Summer continues here with temperatures in the mid to late mid twenties during the day, and often not dropping much below 17 at night. That is celsius, of course. With our near-constant high humidity, it feels hotter. Dry heat is easier to live in. But we are not complaining. Last summer never really arrived and we would have been lucky to have a single day where temperatures reached 25 or 26, rather than the three months so far this year.
What is interesting is that while the temperatures haven’t really dropped, the garden is starting to tell us that autumn is coming. The belladonnas are already past their peak, Cyclamen hederifolium is in full bloom as is the tiny, dainty autumn snowflake, Leucojum autumnalis. Moraea polystachya has started its blooming marathon.Even the first nerine has opened and I spotted a flower on an autumn flowering camellia – C. microphylla. Haemanthus coccineus is out and the exquisite Rhodophiala bifida have already been and almost gone, their lovely trumpet blooms touched with gold dust now withering away for another year.
Some plants are triggered into growth or blooming by temperature, some by seasonal rain (we can do the South African autumn bulbs so well because we get summer rain, even in a drought year such as this has been) and some are triggered by day length. While our weather conditions are still indubitably summer, the day length is shortening and these plants are programmed to respond.
We don’t get sharp seasonal changes because our temperature has quite a small range from both summer to winter and day to night. It will be another three months before the trees start to colour. But the garden is coming out of its summer hiatus and entering autumn, whether we are ready or not.
Some plants just like to confound you. I wrote earlier about Stachys ‘Bella Grigio’, the startling white, felted variety that was so happily ensconced in a new garden. Booming away, even.

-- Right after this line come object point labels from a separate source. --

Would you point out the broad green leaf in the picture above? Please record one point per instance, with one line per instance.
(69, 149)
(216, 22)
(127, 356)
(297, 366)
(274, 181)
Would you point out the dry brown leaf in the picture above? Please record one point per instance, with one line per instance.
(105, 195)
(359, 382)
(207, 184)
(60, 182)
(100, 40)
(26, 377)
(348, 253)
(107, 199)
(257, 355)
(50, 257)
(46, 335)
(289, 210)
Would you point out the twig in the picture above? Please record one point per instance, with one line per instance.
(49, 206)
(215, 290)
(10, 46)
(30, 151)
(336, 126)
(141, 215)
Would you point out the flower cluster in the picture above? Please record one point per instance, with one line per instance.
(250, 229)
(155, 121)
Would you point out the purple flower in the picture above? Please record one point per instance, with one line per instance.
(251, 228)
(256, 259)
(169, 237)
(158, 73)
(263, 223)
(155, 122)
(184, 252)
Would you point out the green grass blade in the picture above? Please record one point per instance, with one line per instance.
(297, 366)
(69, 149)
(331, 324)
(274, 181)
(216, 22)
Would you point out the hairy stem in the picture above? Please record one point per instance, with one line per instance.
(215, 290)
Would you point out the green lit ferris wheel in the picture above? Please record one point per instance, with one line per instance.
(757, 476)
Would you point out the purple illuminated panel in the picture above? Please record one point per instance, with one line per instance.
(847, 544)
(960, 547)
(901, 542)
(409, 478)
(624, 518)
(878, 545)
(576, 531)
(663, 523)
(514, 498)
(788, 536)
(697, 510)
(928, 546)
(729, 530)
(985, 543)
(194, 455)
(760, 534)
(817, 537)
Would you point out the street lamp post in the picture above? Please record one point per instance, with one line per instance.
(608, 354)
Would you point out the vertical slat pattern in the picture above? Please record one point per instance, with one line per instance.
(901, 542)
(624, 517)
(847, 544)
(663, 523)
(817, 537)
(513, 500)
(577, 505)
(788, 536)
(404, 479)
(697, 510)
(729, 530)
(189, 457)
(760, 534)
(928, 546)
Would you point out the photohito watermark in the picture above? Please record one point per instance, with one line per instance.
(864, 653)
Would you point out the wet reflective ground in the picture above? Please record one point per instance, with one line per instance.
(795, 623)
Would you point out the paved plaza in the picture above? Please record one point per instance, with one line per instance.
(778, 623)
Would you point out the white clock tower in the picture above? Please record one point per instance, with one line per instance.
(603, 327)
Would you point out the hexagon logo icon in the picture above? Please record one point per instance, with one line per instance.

It was setting so many offshoots that I thought I would be able to carpet many square metres by the end of the season. Well, it was an ‘upanddieonyou’ after all. It has been upping and dying like mad in the last weeks. Otherwise known as ‘whiffing off’ here.
I dug up a couple of wilting plants to see what was going on. They are dying from the top down. Their roots are fine. As an aside, if you are puzzled by why a plant is clearly dying, basically they die either bottom up or top down so it is always interesting to carry out an autopsy. Each of these plants was carrying 30 or more offshoots. I took off the ones with roots and have tried replanting them and I thinned out the offsets which had not yet established their own roots because it looked a bit as if the plants were smothering themselves to death in their desire to reproduce. There was no sign of insect infestation.
“It’s probably climatic,” Mark said. His thinking is that we are too humid and it has been particularly so this summer, whereas that felted white foliage is usually indicative of alpine plants. I think it is varietal. I have heard too many stories from others who have experienced specimens of this plant thriving, established and growing well before suddenly keeling over and dying. I cleaned up two plants and replanted the offsets out of curiosity. If I have to do this every year to keep these plants alive, then I am afraid I will decide very soon that it simply is not worth the effort.
We have mown the meadow for the season. Well, Lloyd has. With our special sickle bar mower, imported from Germany. We are still learning how to best manage the meadow in our conditions and Mark thinks that we are leaving the mowing too late and that it would be best done soon after Christmas for the first mow with a follow up in autumn. Maybe next year.
Mark has just declared that the sickle bar mower is otherwise known as the primary herbivore here. He has been reading about eco-systems and wondering what we could be introducing to NZ, given that our primary herbivore, the moa, is now extinct.